You must be feeding her grain (since she is in milk), and grain is only for milking time...that's what she will realize & come to appreciate. A collar/leash, etc., tied just tight enough so she can get her head in the grain bucket comfortably & her body between you and the fence or a wall can give you the same effect as a milk stand to train her. If she isn't used to you touching her udder, she won't like it. You should keep the kid out of the way...I think it makes mom feel like you are stealing from her kid. 
If you have a good idea how to milk (so it's comfortable for her), then it's usually a matter of patience on your part. Plan on having some milk spilled & some milk getting a hoof in it, so you can't use it. If you have dogs, they will love that milk!  
If you prove to your dad that you are determined, then I bet he will be happy to build you that milk stand! Better yet, prove your determination by not only helping to provide milk for the household, but look up some plans/designs for the milkstand & build it with him. Dad's usually love that!
Just my opinion based upon my experiences. First time I tried to milk a goat, I had her tied to the back of the tractor! :roll: I don't recommend that.


----------



## BlueMoonSpot

Tying her to the fence does no good. She charges forward (even into her hay bucket!)...I can't hold her still. We didn't get to it today but dad's going to try holding her again. I think if we lock up the horse and the doeling and throw some sweet feed into the mix it might go more smoothly...that and not giving the doe dried mango before milking time. Luna + mangoes = hyper goat

Yeah, right now she gets grain in the morning, so I guess I need to save her ration for milking time. Thanks for that suggestion! I'd love to get to the point where I open the gate and my doe goes trotting out of the pasture straight into the tack room and up on the milk stand...

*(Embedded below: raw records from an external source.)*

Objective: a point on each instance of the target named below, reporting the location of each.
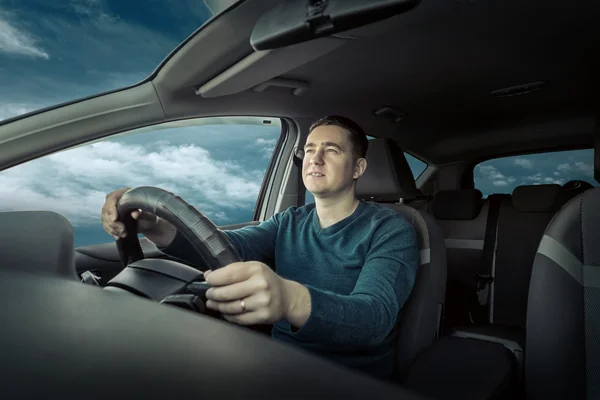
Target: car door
(219, 165)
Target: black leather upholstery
(462, 204)
(38, 241)
(537, 198)
(563, 319)
(388, 177)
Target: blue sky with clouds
(57, 51)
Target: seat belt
(485, 276)
(596, 135)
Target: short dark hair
(358, 137)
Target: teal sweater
(359, 273)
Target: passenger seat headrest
(537, 198)
(38, 241)
(460, 204)
(388, 176)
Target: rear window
(502, 175)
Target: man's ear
(359, 168)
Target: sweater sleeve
(253, 243)
(367, 315)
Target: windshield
(52, 52)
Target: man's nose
(317, 157)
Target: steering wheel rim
(214, 247)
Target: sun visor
(262, 69)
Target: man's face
(328, 168)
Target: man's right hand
(155, 229)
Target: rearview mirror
(296, 21)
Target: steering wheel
(164, 280)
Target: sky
(57, 51)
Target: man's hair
(358, 137)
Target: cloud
(93, 9)
(524, 162)
(16, 41)
(540, 179)
(268, 146)
(12, 110)
(577, 167)
(498, 179)
(74, 183)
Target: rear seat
(522, 219)
(462, 216)
(485, 360)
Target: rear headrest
(388, 176)
(37, 241)
(537, 198)
(460, 204)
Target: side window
(215, 164)
(502, 175)
(417, 167)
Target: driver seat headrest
(41, 242)
(388, 176)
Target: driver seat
(388, 179)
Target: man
(344, 268)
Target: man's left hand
(267, 296)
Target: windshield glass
(52, 52)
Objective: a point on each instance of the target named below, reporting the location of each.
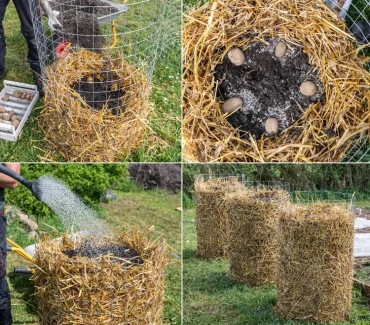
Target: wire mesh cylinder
(132, 30)
(315, 267)
(107, 289)
(253, 215)
(211, 222)
(97, 62)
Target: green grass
(210, 297)
(139, 208)
(162, 142)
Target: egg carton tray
(21, 107)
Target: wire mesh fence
(109, 31)
(305, 197)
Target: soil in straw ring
(105, 289)
(325, 130)
(269, 87)
(315, 268)
(253, 216)
(80, 133)
(211, 220)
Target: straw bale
(253, 216)
(212, 29)
(83, 134)
(211, 220)
(100, 290)
(315, 267)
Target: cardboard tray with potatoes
(16, 102)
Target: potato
(281, 49)
(232, 104)
(271, 126)
(236, 56)
(308, 88)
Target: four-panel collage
(194, 162)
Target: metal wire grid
(284, 186)
(325, 196)
(171, 35)
(135, 37)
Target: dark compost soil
(90, 250)
(268, 86)
(79, 19)
(101, 91)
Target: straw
(324, 132)
(211, 220)
(315, 268)
(103, 290)
(253, 216)
(83, 134)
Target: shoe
(6, 317)
(3, 72)
(40, 85)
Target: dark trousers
(5, 305)
(24, 15)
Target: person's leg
(3, 5)
(5, 303)
(24, 15)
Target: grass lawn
(139, 208)
(162, 142)
(210, 297)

In other news, my daddy is going to see about building a stand tomorrow! :leap: (Thanks, milkmaid, for posting those awesome photos of your stand!) I guess the next thing to do is figure out how to make a hobble.


----------



## primal woman

Sounds like you are getting it worked out. Keep in mind you do not have to feed grain to get milk. Many a wild deer, horse, rabbit, elk etc make milk without grain. And they don't have the health issues related to feeding grains. 

Good luck. keep at it.


----------



## Engebretsen

If I need to check something out on my goats and I'm not near my stanchion, I use my man-chion. My fiance can stand with the goat's neck between his legs and feed them from a bucket or his hands while I do whatever I need to do...and they stand ALMOST as well as if we actually had them on the stanchion. Good luck!


----------



## BlueMoonSpot

None of my animals get much grain. =)

Haha! I like that... "man-chion". =D That's how my dad has been holding my doe for milking. For other things like hoof trimming we just put her on her side and hold her back leg up. It works pretty well, but I don't think it would work for milking. =P


----------



## Jessica84

tie her head to the fence, move her back so its snug, what ever side you are going to milk, tie that leg up (I use a hay string) to the fence, no slack, that way if she pushes forward her leg will left and not get you. After a while she will get the hang of it. It was a long process for my doe at first, we did it that way for a bit, then it went to where I just put the string on her leg and stepped on it, and now I walk out to where she is, no grain and milk her. I dont have a milk stand either, since I am meat goat ranch hahahaha.....


----------